Making LLVM GEP safer in Haskell

llvm haskell

In today's article, I will showcase how Haskell's typesystem can be used to simplify code generation and reduce the chance of bugs involving the LLVM getelementptr instruction.

Intro to the GEP instruction

LLVM as a compiler framework offers many different low-level instructions, one of which being the getelementptr instruction (commonly abbreviated as just "gep"). With gep, you can compute derived pointers/addresses of a nested type inside another data structure, starting from a pointer. It does this by making use of type information and a list of indices into the struct that are supplied.

Here's a small snippet of C++ code and the corresponding instructions that the compiler generates (some details omitted for clarity):

struct A {
  int field1;
  double field2;
};

struct B {
  A fieldA;
  int values[3];
};

void func(B* b) {
  b->fieldA.field2 = 123.456;
}

; First some type definitions:
%struct.B = type { %struct.A, [3 x i32] }
%struct.A = type { i32, double }

; Instructions for function "func":
define dso_local void @_Z4funcP1B(%struct.B* %0) {
  ; Address to field2 is calculated:
  %1 = getelementptr %struct.B, %struct.B* %0, i32 0, i32 0, i32 1
  ; And 123.456 is written to it:
  store double 1.234560e+02, double* %1, align 8
  ret void
}

If we take a closer look at the line with the gep instruction, we see that a list of indices is used to index into the B datastructure. The indices correspond with the following:

0: offset from the initial pointer to object of type B
0: first field inside the B struct (= struct A)
1: second field inside the A struct (= double)

If we want to generate similar code using the llvm-hs library in Haskell, we need to write the following code:

codegen :: ModuleBuilder ()
codegen = do
  let doubleType = FloatingPointType DoubleFP
  aType <- typedef "A" (Just $ StructureType False [i32, doubleType])
  bType <- typedef "B" (Just $ StructureType False [aType, ArrayType 3 i32])

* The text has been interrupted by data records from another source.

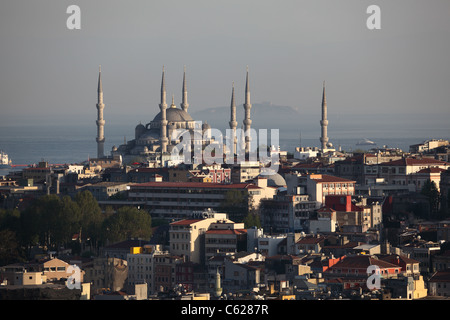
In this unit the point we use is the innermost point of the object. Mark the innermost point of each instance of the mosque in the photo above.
(154, 141)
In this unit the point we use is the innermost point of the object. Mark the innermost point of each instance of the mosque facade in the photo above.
(155, 141)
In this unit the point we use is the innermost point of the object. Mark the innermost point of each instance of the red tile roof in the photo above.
(185, 222)
(184, 185)
(363, 261)
(327, 178)
(226, 231)
(441, 276)
(414, 162)
(431, 170)
(310, 240)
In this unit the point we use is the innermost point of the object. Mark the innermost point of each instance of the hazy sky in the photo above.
(290, 47)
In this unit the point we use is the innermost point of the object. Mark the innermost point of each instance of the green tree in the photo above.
(235, 205)
(126, 223)
(252, 220)
(430, 190)
(9, 248)
(91, 217)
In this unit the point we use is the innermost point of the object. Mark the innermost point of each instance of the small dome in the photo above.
(174, 115)
(274, 179)
(206, 126)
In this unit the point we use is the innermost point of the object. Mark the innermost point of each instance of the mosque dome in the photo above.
(174, 115)
(274, 179)
(205, 126)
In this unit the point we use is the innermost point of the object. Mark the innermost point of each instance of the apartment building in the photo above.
(406, 171)
(287, 213)
(187, 236)
(318, 186)
(177, 200)
(225, 237)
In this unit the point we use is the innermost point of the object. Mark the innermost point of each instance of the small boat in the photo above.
(5, 162)
(365, 142)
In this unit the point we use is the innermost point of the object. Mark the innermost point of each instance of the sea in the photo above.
(72, 143)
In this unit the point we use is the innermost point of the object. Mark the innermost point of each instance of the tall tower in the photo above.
(163, 107)
(184, 103)
(324, 121)
(100, 122)
(233, 122)
(247, 120)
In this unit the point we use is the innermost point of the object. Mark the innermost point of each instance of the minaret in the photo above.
(163, 107)
(324, 121)
(100, 122)
(184, 103)
(233, 122)
(247, 120)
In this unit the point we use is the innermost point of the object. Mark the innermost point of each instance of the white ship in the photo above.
(5, 162)
(365, 142)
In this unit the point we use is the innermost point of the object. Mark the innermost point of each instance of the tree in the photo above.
(235, 205)
(91, 216)
(430, 190)
(9, 248)
(252, 220)
(126, 223)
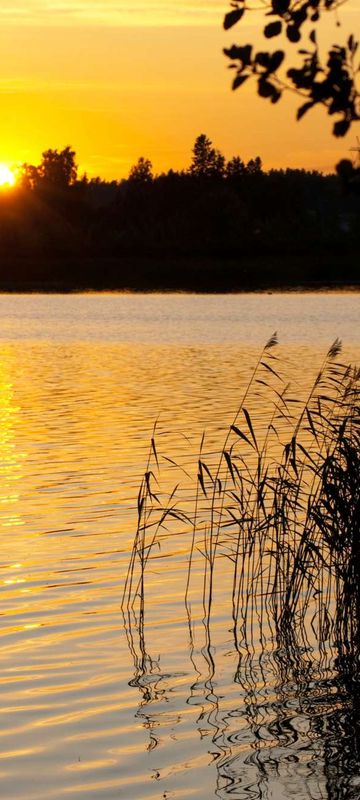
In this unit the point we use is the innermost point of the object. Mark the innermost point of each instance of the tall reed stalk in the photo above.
(282, 503)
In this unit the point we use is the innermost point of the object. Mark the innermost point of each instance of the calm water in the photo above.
(86, 712)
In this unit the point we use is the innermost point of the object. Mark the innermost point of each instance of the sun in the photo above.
(7, 177)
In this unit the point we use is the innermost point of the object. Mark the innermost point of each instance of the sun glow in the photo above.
(7, 177)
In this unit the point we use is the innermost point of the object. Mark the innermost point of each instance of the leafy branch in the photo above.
(332, 85)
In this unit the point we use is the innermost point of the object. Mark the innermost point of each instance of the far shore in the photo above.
(201, 274)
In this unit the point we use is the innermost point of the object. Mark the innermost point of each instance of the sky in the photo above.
(117, 80)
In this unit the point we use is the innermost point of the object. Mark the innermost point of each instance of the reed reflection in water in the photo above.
(88, 710)
(298, 667)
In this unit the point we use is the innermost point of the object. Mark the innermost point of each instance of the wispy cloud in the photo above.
(114, 12)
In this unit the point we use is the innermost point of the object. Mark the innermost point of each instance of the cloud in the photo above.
(114, 12)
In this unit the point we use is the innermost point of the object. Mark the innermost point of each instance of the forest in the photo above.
(219, 225)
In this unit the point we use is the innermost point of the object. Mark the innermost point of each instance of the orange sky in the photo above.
(117, 83)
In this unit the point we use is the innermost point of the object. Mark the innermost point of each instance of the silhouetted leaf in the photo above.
(341, 127)
(272, 29)
(303, 109)
(233, 17)
(239, 80)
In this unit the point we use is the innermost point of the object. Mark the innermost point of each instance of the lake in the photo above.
(89, 710)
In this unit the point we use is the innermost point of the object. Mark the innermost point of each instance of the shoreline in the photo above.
(261, 273)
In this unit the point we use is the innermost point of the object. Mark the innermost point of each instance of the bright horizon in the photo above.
(117, 84)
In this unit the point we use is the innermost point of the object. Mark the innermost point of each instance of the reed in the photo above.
(281, 502)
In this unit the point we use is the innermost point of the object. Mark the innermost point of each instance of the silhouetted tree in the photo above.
(207, 161)
(254, 166)
(332, 85)
(141, 172)
(235, 168)
(56, 170)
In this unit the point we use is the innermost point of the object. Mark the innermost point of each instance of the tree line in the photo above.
(218, 224)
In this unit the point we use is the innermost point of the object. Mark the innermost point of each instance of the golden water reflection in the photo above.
(79, 716)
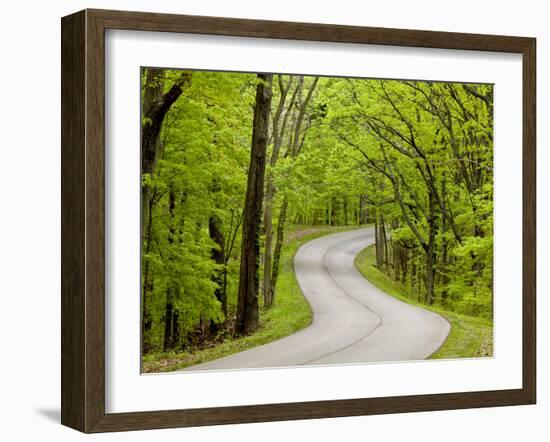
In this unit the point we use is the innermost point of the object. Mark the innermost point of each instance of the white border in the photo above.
(127, 390)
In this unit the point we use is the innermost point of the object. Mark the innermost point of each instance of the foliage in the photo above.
(413, 158)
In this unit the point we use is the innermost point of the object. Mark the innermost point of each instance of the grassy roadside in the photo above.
(469, 337)
(290, 311)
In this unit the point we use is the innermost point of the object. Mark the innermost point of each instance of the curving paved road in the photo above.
(353, 321)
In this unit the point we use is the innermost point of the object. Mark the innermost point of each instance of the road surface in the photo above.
(353, 321)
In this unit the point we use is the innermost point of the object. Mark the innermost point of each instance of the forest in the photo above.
(233, 162)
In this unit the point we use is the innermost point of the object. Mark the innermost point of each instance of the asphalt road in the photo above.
(353, 321)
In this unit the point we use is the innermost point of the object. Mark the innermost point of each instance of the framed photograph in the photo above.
(267, 220)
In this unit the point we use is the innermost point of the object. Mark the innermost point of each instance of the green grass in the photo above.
(290, 312)
(469, 337)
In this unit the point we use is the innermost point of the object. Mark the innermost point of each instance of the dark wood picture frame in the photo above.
(83, 220)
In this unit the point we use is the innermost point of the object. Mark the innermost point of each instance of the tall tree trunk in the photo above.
(247, 305)
(278, 247)
(444, 257)
(146, 319)
(430, 252)
(171, 315)
(155, 107)
(218, 255)
(280, 120)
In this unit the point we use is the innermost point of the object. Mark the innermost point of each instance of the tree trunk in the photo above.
(171, 317)
(155, 107)
(218, 255)
(278, 247)
(444, 258)
(247, 305)
(430, 252)
(146, 319)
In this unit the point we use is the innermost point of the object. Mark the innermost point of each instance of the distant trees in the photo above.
(230, 160)
(429, 149)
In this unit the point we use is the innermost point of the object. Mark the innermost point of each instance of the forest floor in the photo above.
(289, 314)
(470, 337)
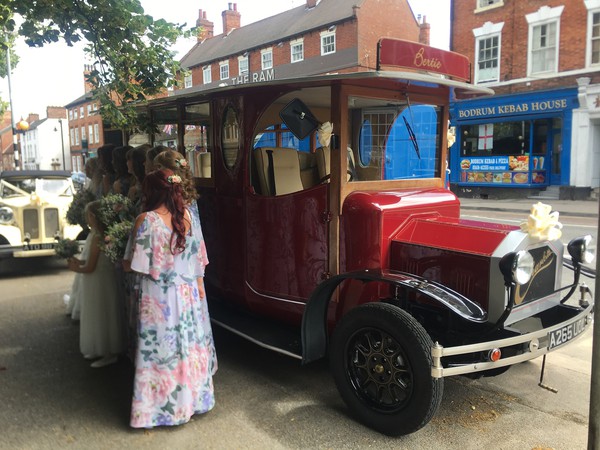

  function "func" [(ptr bType, "b")] void $ \[b] -> do
    pointer <- gep b [int32 0, int32 0, int32 1]
    store pointer 0 (double 123.456)
    retVoid

  return ()

main :: IO ()
main = do
  let moduleIR = buildModule "example" codegen
      output = ppllvm moduleIR
  T.putStrLn output

The translation is straight-forward, but the gep instruction has some problems:

Types are indexed by integers: hard to remember which value corresponds to which type
Manual entry of indices: error-prone
Indices need to be repeated each time you use a gep: tedious
It is possible to provide an empty list of indices which doesn't make sense (it's basically a no-op)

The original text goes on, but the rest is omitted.